Paolo ha già detto che non intende accettare inviti a "debunkare" questo o quello, e ha ragione. Però, e tanto per restare in tema di bambini siriani morti o feriti, non solo in rete ma anche nei principali media occidentali sono girati e girano un bel po' di cioccolatini della stessa natura di quello discusso in questo post, ma provenienti dai cosidetti "White Helmets" o da giornalisti "indipendenti" che poi si scopre essere pappa e ciccia con i tagliagole di Al Qaeda.

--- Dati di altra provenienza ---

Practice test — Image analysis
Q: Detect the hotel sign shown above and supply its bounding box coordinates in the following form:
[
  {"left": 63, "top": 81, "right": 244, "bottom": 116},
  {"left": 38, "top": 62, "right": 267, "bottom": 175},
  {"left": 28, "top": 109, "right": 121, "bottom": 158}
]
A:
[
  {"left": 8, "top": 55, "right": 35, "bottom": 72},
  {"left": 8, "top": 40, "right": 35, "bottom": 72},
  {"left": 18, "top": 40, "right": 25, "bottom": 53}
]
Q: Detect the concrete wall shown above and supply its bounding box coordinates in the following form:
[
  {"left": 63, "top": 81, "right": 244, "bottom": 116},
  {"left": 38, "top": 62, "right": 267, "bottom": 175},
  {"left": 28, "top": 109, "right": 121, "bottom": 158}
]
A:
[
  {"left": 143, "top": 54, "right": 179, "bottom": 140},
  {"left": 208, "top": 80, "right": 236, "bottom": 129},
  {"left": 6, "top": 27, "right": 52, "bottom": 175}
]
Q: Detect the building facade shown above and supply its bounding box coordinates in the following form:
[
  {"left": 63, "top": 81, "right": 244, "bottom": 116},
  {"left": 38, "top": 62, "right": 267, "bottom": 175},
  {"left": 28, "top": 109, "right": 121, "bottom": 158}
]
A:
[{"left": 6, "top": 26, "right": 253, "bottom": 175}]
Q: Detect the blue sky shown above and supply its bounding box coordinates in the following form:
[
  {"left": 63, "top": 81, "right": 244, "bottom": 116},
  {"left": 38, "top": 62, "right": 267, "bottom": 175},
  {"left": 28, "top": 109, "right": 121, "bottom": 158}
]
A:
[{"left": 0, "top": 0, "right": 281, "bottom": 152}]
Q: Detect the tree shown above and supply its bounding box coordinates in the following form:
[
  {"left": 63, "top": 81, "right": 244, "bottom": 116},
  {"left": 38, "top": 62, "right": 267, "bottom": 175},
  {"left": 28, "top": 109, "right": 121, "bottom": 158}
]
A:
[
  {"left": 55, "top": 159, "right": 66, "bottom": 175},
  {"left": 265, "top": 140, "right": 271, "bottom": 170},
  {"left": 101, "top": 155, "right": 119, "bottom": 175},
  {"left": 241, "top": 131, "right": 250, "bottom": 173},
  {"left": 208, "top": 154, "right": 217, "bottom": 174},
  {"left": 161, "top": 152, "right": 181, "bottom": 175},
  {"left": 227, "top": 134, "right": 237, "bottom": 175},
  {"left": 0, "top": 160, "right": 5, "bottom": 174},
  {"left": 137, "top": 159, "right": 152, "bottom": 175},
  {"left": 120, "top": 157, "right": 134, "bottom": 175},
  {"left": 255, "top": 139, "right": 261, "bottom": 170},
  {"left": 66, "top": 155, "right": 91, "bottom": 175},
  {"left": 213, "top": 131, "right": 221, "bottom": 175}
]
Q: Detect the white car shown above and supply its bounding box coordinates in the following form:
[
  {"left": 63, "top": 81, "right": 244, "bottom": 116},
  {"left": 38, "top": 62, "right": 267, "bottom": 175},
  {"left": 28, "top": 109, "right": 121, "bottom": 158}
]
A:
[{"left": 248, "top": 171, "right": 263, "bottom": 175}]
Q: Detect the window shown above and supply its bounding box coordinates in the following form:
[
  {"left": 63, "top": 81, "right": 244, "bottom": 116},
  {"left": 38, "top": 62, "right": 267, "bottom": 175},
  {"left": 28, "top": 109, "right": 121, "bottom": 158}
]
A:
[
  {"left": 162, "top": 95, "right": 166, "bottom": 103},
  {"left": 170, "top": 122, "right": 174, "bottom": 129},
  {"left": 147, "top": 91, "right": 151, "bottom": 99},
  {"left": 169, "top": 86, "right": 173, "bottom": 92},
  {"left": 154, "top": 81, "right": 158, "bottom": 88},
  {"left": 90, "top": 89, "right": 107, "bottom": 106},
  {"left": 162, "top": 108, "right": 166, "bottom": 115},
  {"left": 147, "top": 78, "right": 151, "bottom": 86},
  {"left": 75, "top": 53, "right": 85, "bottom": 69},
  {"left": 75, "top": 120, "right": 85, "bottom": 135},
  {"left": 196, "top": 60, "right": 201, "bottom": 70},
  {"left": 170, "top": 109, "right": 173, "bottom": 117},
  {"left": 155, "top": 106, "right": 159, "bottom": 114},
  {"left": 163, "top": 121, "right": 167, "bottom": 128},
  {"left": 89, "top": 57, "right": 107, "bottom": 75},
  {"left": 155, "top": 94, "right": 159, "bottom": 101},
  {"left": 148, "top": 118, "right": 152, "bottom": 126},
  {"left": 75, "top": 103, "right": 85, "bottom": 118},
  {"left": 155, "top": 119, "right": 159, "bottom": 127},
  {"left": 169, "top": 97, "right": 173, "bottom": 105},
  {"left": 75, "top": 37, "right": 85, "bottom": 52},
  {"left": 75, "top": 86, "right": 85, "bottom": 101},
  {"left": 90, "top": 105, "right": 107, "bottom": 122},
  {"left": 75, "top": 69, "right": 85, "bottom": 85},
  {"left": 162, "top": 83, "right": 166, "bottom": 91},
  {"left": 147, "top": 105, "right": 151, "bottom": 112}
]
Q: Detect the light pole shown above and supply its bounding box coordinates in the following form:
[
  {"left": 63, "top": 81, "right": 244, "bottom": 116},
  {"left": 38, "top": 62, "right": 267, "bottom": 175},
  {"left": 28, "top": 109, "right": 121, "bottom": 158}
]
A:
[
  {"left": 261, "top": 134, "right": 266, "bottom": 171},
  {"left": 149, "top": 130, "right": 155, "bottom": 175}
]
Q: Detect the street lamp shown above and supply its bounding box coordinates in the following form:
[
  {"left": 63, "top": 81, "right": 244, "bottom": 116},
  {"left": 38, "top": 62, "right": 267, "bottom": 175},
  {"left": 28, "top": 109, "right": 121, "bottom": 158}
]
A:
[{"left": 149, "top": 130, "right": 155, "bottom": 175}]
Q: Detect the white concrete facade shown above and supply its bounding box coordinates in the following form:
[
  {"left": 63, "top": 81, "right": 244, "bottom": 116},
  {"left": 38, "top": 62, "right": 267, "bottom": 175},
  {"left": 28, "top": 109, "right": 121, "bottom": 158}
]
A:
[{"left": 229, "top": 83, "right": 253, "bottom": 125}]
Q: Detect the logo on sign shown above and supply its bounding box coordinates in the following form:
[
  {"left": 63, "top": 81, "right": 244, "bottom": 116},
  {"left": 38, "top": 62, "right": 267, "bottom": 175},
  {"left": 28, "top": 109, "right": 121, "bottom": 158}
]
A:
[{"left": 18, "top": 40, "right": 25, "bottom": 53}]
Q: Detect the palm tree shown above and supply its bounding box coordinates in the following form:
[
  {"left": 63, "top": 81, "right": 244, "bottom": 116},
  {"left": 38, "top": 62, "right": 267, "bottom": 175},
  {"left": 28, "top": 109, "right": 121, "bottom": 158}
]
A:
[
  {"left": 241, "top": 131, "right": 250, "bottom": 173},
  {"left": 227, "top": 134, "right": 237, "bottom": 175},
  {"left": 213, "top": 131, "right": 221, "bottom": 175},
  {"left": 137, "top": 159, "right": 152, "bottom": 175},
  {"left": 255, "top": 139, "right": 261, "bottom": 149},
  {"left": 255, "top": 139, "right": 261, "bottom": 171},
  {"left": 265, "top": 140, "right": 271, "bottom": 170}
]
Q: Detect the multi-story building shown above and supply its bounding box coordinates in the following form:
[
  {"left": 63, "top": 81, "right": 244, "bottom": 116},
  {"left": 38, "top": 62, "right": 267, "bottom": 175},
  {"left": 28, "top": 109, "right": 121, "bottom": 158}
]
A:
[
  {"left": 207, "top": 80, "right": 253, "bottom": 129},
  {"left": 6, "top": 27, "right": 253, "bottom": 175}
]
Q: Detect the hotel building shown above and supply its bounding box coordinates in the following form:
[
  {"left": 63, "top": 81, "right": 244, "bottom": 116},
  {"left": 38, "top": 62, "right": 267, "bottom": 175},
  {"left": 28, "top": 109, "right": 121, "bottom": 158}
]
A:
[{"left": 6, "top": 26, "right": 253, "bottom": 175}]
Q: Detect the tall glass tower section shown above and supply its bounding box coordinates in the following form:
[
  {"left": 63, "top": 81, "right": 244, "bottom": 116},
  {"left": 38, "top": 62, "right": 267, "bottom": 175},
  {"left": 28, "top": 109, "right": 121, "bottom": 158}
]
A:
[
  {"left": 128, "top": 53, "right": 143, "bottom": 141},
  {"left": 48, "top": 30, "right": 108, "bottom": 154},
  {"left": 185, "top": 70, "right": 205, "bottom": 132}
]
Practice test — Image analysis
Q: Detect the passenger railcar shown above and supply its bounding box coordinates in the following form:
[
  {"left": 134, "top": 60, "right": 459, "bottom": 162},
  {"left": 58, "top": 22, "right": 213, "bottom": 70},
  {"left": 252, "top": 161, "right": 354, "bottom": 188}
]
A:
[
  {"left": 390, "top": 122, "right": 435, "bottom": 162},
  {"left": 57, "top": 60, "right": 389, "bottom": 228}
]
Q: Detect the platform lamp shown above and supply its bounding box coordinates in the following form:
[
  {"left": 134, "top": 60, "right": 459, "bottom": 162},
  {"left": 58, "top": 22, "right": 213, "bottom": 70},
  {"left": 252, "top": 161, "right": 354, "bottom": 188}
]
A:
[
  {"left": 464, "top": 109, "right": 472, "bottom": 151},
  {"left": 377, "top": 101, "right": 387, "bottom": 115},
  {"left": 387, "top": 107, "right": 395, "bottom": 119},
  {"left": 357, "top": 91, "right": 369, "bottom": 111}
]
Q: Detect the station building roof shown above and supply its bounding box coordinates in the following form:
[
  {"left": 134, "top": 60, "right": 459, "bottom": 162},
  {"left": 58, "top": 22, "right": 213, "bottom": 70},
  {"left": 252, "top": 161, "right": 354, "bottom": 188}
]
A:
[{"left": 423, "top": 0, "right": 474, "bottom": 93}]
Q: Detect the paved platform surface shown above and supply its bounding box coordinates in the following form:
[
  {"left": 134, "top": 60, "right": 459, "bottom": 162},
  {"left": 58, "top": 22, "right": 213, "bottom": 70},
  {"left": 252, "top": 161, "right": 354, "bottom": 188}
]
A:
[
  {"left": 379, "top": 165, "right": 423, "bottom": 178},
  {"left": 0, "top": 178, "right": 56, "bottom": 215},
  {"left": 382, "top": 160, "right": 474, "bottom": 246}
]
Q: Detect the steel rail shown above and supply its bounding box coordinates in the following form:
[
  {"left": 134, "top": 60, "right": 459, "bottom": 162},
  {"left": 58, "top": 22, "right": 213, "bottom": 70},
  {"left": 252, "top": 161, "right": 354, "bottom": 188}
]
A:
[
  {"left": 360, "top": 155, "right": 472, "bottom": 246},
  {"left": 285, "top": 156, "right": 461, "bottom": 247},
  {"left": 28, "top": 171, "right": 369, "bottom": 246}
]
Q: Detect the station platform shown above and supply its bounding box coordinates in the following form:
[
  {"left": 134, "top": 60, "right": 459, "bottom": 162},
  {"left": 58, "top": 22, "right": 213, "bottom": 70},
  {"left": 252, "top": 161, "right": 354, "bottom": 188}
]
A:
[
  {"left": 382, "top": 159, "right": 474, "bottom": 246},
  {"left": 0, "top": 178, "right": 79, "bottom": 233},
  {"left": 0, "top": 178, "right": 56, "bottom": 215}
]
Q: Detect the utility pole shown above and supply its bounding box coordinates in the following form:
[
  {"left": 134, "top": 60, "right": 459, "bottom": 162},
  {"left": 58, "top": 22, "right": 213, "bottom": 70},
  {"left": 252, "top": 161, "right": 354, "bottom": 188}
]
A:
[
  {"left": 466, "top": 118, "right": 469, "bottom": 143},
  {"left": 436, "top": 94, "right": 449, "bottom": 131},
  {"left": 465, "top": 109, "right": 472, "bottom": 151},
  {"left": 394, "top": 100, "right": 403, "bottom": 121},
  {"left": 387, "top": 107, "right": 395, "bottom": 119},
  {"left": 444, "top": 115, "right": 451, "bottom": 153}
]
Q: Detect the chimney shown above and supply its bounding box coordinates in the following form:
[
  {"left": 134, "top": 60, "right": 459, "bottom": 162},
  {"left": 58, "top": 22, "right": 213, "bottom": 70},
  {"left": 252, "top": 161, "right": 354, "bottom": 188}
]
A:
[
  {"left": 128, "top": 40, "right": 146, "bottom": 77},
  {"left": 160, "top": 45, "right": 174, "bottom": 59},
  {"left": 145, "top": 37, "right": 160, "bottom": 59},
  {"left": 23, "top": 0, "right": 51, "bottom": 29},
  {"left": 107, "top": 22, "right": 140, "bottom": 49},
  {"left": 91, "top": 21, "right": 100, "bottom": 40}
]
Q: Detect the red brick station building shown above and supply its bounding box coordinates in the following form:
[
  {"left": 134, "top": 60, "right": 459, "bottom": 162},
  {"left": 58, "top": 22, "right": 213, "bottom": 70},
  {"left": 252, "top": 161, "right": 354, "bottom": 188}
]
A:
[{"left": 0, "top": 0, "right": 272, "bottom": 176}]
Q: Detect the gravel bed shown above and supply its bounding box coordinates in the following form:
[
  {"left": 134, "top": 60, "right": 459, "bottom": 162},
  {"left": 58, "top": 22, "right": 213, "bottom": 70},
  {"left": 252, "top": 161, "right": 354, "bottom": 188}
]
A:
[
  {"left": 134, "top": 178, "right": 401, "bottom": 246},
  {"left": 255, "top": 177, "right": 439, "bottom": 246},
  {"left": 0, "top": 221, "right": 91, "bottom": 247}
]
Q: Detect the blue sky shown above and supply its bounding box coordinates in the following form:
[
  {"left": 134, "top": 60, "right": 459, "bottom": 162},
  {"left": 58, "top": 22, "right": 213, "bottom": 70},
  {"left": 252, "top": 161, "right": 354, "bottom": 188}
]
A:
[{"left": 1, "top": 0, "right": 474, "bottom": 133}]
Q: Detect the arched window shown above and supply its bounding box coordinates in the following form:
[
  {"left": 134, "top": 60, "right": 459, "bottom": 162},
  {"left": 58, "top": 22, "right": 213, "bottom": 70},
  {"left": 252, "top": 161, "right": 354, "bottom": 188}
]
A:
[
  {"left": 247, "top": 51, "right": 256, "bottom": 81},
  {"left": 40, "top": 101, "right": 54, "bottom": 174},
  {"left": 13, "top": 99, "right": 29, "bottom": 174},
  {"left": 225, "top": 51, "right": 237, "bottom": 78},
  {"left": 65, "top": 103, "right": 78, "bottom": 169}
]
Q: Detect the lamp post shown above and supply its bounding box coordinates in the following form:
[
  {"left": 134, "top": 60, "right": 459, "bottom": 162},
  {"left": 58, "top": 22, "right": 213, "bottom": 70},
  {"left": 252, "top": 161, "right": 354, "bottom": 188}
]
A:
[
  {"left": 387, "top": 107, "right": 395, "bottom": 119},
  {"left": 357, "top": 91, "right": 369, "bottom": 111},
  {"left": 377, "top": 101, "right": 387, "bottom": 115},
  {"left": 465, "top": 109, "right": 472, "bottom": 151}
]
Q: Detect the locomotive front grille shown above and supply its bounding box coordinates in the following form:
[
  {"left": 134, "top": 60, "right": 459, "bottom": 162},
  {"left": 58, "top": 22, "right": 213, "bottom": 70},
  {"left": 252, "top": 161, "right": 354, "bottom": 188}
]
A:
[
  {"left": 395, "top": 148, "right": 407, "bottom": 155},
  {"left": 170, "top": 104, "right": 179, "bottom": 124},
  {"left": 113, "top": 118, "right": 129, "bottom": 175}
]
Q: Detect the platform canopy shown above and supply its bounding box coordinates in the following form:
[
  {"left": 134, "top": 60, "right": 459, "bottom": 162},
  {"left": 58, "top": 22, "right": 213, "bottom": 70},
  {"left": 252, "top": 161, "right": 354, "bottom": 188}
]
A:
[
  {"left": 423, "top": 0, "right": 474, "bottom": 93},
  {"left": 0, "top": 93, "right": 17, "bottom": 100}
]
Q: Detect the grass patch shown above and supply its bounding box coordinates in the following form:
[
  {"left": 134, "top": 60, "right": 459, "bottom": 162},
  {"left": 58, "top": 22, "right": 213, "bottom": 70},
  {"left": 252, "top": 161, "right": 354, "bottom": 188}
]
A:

E si tratta di cioccolatini avvelenati di ben altro livello, non solo perchè confezionati meglio, ma sopratutto perché indirizzati non tanto ad offrire a un gruppetto di furbastri un piccolo guagagno immediato, quanto a sostenere una vasta campagna propagandistica per la demonizzazione di Assad e di Putin - nella mai sopita speranza di convincere l'opinione pubblica occidentale ad accettare un'altra bella guerra imperialista in Medio Oriente. Ed è appunto per questo che i grandi media offrono questi "prodotti dolciari" ai loro lettori/ascoltatori, sostenendo che si tratta di roba finissima.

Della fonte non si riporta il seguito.